In a blog post published earlier this week, Dhanji R. Prasanna announced that he had resigned from the company, and though he praised Google in many ways, he made a point of saying that the company's famously distributed back-end is behind the times.
"Here is something you may have heard but never quite believed before: Google's vaunted scalable software infrastructure is obsolete," he wrote. "Don't get me wrong, their hardware and datacenters are the best in the world, and as far as I know, nobody is close to matching it. But the software stack on top of it is 10 years old, aging and designed for building search engines and crawlers. And it is well and truly obsolete."
As a member of the Google Wave team, Prasanna helped build the search and indexing pipelines for the ill-fated effort to reinvent communication on the web, but he also worked on Guice, a library "at the heart of nearly every single Java server at Google".
Prasanna did not immediately respond to a request to discuss his post. But he goes on to describe Google's Protocol Buffers, BigTable distributed database, and MapReduce distributed number-crunching platform as "ancient, creaking dinosaurs", compared with outside open source projects like MessagePack, JSON, and Hadoop, which is based on the ideas behind Google's MapReduce and distributed file system.
Google has previously acknowledged some short comings with the likes of MapReduce. But Prasanna went so far that newer Google infrastructure projects such as Megastore as well as developer tools such as Google Web Toolkit and Closure were "sluggish, overengineered Leviathans" compared to projects like MongoDB and jQuery. He complained that Google's new projects are "designed by engineers in a vacuum, rather than by developers who have need of tools."
Google is famously secretive about its back-end software infrastructure. It has published research papers on platforms such as the Google File System, Google MapReduce, and BigTable, but it otherwise says very little about how these platforms are used within the company.

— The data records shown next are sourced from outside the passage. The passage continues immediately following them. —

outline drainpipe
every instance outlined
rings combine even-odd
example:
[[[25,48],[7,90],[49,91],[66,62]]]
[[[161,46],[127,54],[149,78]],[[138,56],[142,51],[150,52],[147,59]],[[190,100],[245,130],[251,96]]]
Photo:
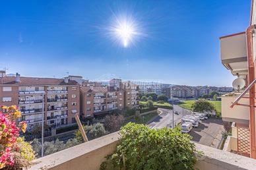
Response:
[[[248,57],[248,72],[249,72],[249,83],[250,84],[255,78],[255,68],[253,63],[253,34],[255,32],[255,25],[251,25],[246,30],[246,40],[247,40],[247,51]],[[250,156],[252,158],[256,159],[256,145],[255,145],[255,87],[251,88],[249,90],[249,105],[250,105],[250,120],[249,120],[249,130],[250,130],[250,145],[251,153]]]

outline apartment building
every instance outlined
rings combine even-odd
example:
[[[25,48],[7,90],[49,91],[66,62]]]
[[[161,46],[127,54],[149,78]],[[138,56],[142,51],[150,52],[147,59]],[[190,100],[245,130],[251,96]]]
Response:
[[[79,84],[75,77],[65,79],[7,76],[1,71],[0,105],[18,106],[26,121],[28,130],[42,123],[49,127],[60,127],[75,123],[79,113]],[[78,78],[76,76],[76,78]]]
[[[249,12],[248,12],[249,13]],[[223,121],[232,122],[229,150],[256,159],[256,3],[252,1],[251,22],[245,32],[221,37],[223,65],[234,76],[243,78],[242,92],[222,96]]]
[[[139,86],[130,81],[121,84],[124,92],[125,107],[137,109],[139,107]]]

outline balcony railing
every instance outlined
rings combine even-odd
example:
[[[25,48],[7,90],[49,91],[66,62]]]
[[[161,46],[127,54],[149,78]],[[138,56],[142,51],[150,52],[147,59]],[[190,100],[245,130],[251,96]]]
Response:
[[[44,94],[44,90],[40,91],[19,91],[19,94]]]
[[[27,104],[32,104],[32,103],[42,103],[42,99],[33,99],[33,100],[25,100],[25,101],[19,101],[19,105],[27,105]]]
[[[67,101],[67,98],[48,99],[47,102]]]
[[[29,113],[37,113],[42,112],[42,109],[22,109],[20,110],[21,114],[29,114]]]
[[[55,115],[55,116],[51,116],[51,117],[47,117],[47,120],[51,120],[51,119],[62,119],[67,117],[67,115]]]
[[[47,93],[48,94],[67,94],[67,90],[48,90],[47,91]]]
[[[67,106],[58,107],[54,108],[48,108],[47,111],[57,111],[57,110],[64,110],[67,109]]]
[[[94,96],[94,99],[104,99],[106,98],[106,96]]]
[[[113,132],[34,161],[29,169],[100,169],[105,157],[115,152],[120,136]],[[195,143],[195,169],[255,169],[256,160]],[[170,158],[171,159],[171,158]],[[81,161],[82,160],[82,161]]]

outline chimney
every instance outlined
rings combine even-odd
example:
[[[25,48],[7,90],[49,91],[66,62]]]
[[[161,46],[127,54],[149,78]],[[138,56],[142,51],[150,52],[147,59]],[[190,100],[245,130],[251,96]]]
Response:
[[[20,82],[20,74],[18,74],[18,72],[16,72],[16,80],[15,80],[16,82]]]
[[[69,78],[68,77],[65,77],[64,78],[64,82],[65,82],[65,83],[68,83],[69,82]]]

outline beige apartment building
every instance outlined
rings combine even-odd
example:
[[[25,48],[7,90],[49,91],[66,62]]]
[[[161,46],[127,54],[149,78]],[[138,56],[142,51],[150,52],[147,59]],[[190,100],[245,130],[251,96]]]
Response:
[[[249,11],[248,11],[249,13]],[[222,117],[232,123],[232,136],[225,150],[256,159],[256,4],[252,1],[251,22],[245,32],[221,37],[223,65],[234,76],[243,78],[245,88],[222,96]]]
[[[22,117],[31,130],[42,123],[49,127],[61,127],[75,123],[75,114],[80,111],[79,84],[72,80],[7,76],[0,74],[0,105],[18,106]],[[81,77],[80,77],[81,78]]]
[[[102,117],[117,109],[139,107],[137,85],[130,82],[123,82],[121,79],[116,78],[111,80],[108,86],[95,84],[99,84],[87,82],[80,87],[82,119]]]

And, yes, the platforms are closed source.
On the public mailing list for Google App Engine – an online service that lets you run your own applications atop Google's infrastructure – Google developer programs engineer Ikai Lan took issue with at least some of Prasanna's post.
"The bit about Hadoop, for instance, raised a lot of eyebrows amongst Googlers who have extensive use of both (new hires with a few years Hadoop experience)," he said. "I'd also disagree that we are not rebuilding things. In fact, Google has the opposite problem of other technology companies: instead of 'don't touch it, it works!', we err on the side of 'it can be better, we should improve it - mid flight!'"
Prasanna did not actually say that Google has failed to rebuild its platforms. At one point, he specifically mentioned Megastore, a real-time, high-replication layer built atop BigTable. But he did imply that efforts to rebuild at Google are slow.
"In the short time I've been outside Google I've created entire apps in Java in the space of a single workday," he said. "I've gotten prototypes off the ground, shown it to people, or deployed them with hardly any barriers." This, however, would seem to describe a switch from any large corporation.